Michel de Nostredame was born in 1503 in St. Remy, France. Grandfather Jacques de Nostredame was the private doctor to King René of Provence, and he too was a great master of botany. Michel followed in his footsteps; even as a small child, he was very familiar with herbs and their qualities, gathered information on herbal healing of diseases, and experimented with them. Dr. Nostredame studied medicine at Montpellier University at the same time he followed the family tradition by using his botany knowledge in his medicine practice. He had knowledge about, and was familiar with, all the herbs of the Middle and South Europe and was also a chemistry expert. Hence, his knowledge and mind focused on pharmacological areas and he discovered many “miracle” remedies for the “nightmare” types of diseases of his time. In the sixteenth century, while the Black Death was threatening the entire Europe, Michel de Nostredame was traveling all over France with his bag of herbs collected from many different places and healed many, while he was considered to be immune to the plague.
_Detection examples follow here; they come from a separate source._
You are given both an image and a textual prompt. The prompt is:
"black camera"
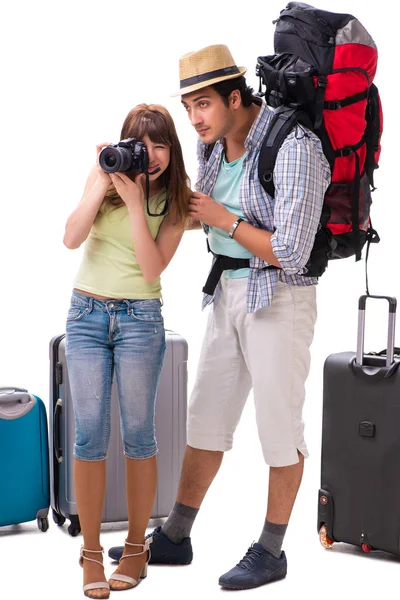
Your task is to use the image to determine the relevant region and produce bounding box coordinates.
[99,138,149,173]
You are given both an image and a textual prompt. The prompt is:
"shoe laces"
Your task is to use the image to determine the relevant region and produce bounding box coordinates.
[236,546,263,570]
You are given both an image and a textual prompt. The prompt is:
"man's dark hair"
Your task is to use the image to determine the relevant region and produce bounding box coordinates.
[211,75,254,108]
Like most scientists of his time, Nostredame worked under great pressure because the Church accused and labeled all distinguished research scientists with witchcraft. Moreover, he had to work under great secrecy most of the time. Again, like most scientists of his time, he was interested in many different disciplines that included mastery in medicine, botany and pharmacology. Due to his deep interest in astronomy, he collected all the old documents he could find and tried to inspect each one thoroughly.
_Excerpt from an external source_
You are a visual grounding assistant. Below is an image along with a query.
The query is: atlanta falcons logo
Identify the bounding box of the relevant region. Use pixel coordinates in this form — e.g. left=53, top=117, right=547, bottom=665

The atmosphere of the sixteenth century and the haunting effect of the witch hunts conducted by the Church, forced scientists to keep their researches secret and go underground. Since they blindly pursued the “old wisdom,” they inevitably crossed paths with occultism, which was considered “forbidden science”. Therefore, while difficult to distinguish between the right and wrong, it may be due to Michel de Nostredame’s strong intuition that he was so deeply involved in astrology and “prophecy art” for a period of time. Most probably, it was this unique ability that made him Catherine de Medici’s favorite and she requested his presence in the palace for advice.
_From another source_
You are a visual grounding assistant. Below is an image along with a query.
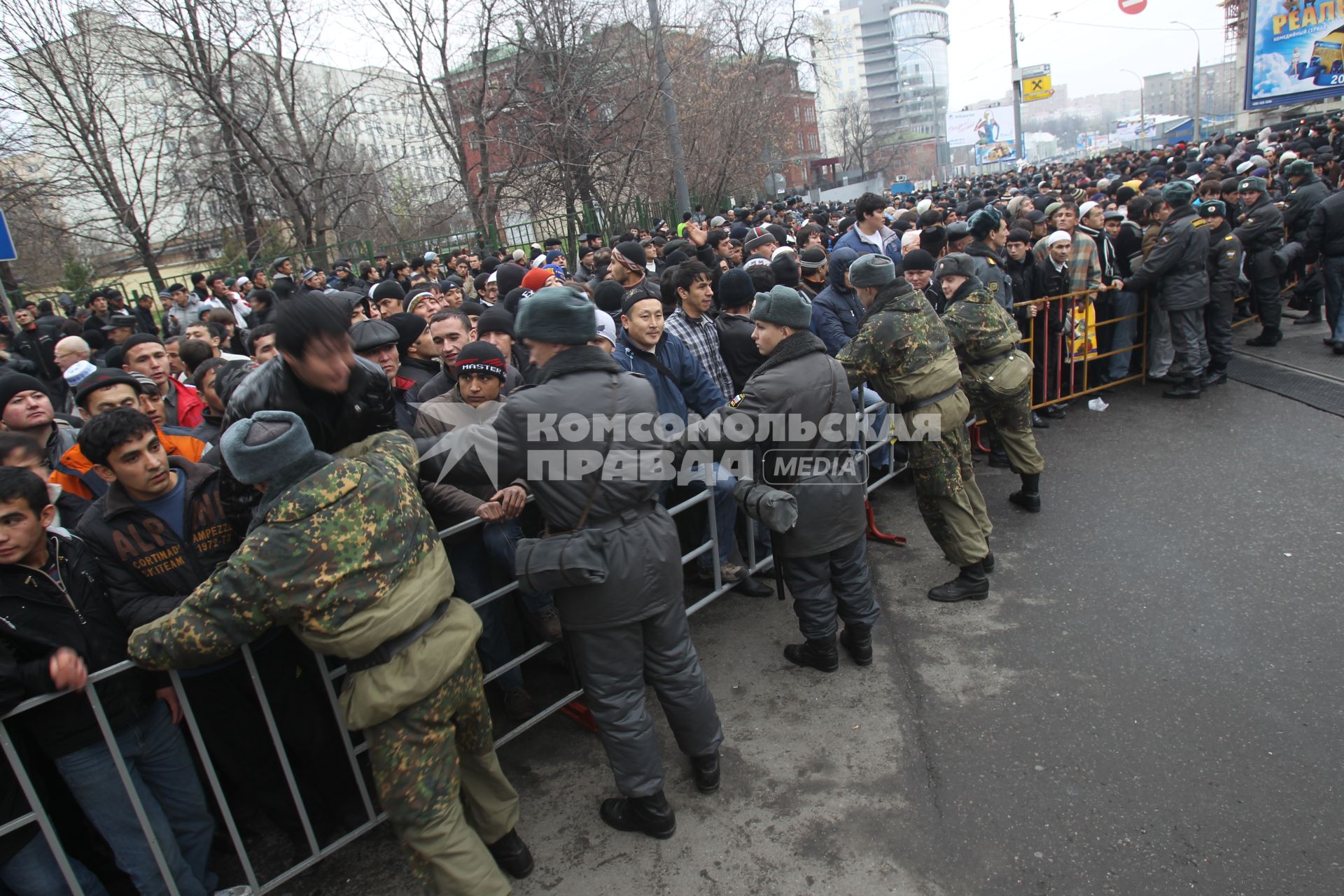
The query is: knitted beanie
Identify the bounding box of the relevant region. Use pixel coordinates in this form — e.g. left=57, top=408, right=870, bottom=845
left=748, top=283, right=806, bottom=329
left=513, top=286, right=596, bottom=345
Written in quatrains, Centuries is just one of his many works which may have been influenced by old myths or possibly the passionate need of this great scientist to foretell the future. Today, there are hundreds of “interpreters” of his work all around the world, and they try to put special meanings to these quatrains by relentlessly distorting them to suit their purposes. It is presumed that most of Nostredame’s prophecies holds true. This is completely another story, and frankly, I am not at all interested. What’s disconcerting? A scientist of such vast training and knowledge—master of herbs, chemistry and many other subjects, authored numerous books to include the first “cosmetic” book, cured epidemic diseases, became the hope of poor people as their “miracle doctor”— is recalled today as an “occultist, fortune teller” and known for his so-called doomsday prophecies.
Under the very risky conditions for a scientist of the sixteenth century, Nostradamus used his knowledge and abilities to heal people, spent sleepless nights and tiring days without any material financial expectation. I respectfully give tribute to this great master: “Forgive us Master Michel. We belong to the twenty-first century and our popular culture only needs the doomsday prophecies. This is why we are only interested in your quatrains and can only manage this much.”
Ah, and whether his prophecies proved to be accurate or not, I have no idea and actually, I do not care; so, I modestly leave this subject to the prophecy-interpreting specialists.